On Tuesday, the S&P 500 and the Nasdaq 100 both sank to their lowest respective levels in three months. With unemployment still near historic lows and inflation (relatively speaking, on a global scale) off its highs, what has investors so anxious? Well, it's a pretty long list, actually.
In the Interest of Economic Growth
It's probably not a coincidence that stocks have finished lower every day since the Fed signaled its "higher for longer" interest rate forecast last week. In an essay posted Tuesday, Minneapolis Federal Reserve President Neel Kashkari posited a "40 percent probability" that the central bank will have to raise interest rates even more to hit its 2% inflation target. And in an interview with the Times of India published on Tuesday, JPMorgan Chase CEO Jamie Dimon fretted that he's "not sure if the world is prepared for 7%" -- and noted that JPMorgan is urging "clients to be prepared for that kind of stress."
Further dragging down sentiment is waning consumer confidence. Though overall inflation is slowing, most consumers are enduring still-elevated energy prices (oil, after all, just hit $100 a barrel again) and food prices. Meanwhile, US credit card debt just topped $1 trillion, and the housing market is still jammed up. That has Dimon and Kashkari both sniffing hints of stagflation. Oh, and the US government may soon shut down, which Moody's said Monday would impact the country's credit.

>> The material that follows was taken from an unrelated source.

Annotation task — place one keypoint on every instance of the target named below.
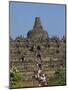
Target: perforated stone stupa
(37, 47)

That's a lot for Wall Street to swallow:
- On Tuesday, the Nasdaq 100 fell 1.7% while the S&P 500 fell 1.6%, bringing both to their lowest levels since June. Meanwhile, the Cboe Volatility Index or VIX, aka Wall Street's fear gauge, climbed nearly 13%, and inched close to its highest level since May.
- The tech giants that just months ago could lift the entire stock market with their pinkies -- Apple, Amazon, Alphabet, and Microsoft -- all fell Tuesday (though Amazon and Alphabet are both ensnared in government antitrust battles), and traders poured into short positions on the tech-heavy Nasdaq 100.
Out from Hibernation: "The market is in the hands of the bears right now," Quincy Krosby, chief global strategist for LPL Financial, told Bloomberg. "It's a wall of worry, uncertainty hovering over the market. You wouldn't say that the sell-offs have been tremendously dramatic -- in fact, they've been kind of orderly. But there's still that uncertainty." Still, there's a long way to go to unwind what's so far been an unexpectedly hot year on the stock market. At the beginning of the year, strategists polled by Bloomberg on average estimated the S&P 500 to sit at 4,043 by year's end. On Tuesday, it closed at 4,273. If the bears want to drag it down even more, we just ask they remain orderly doing so.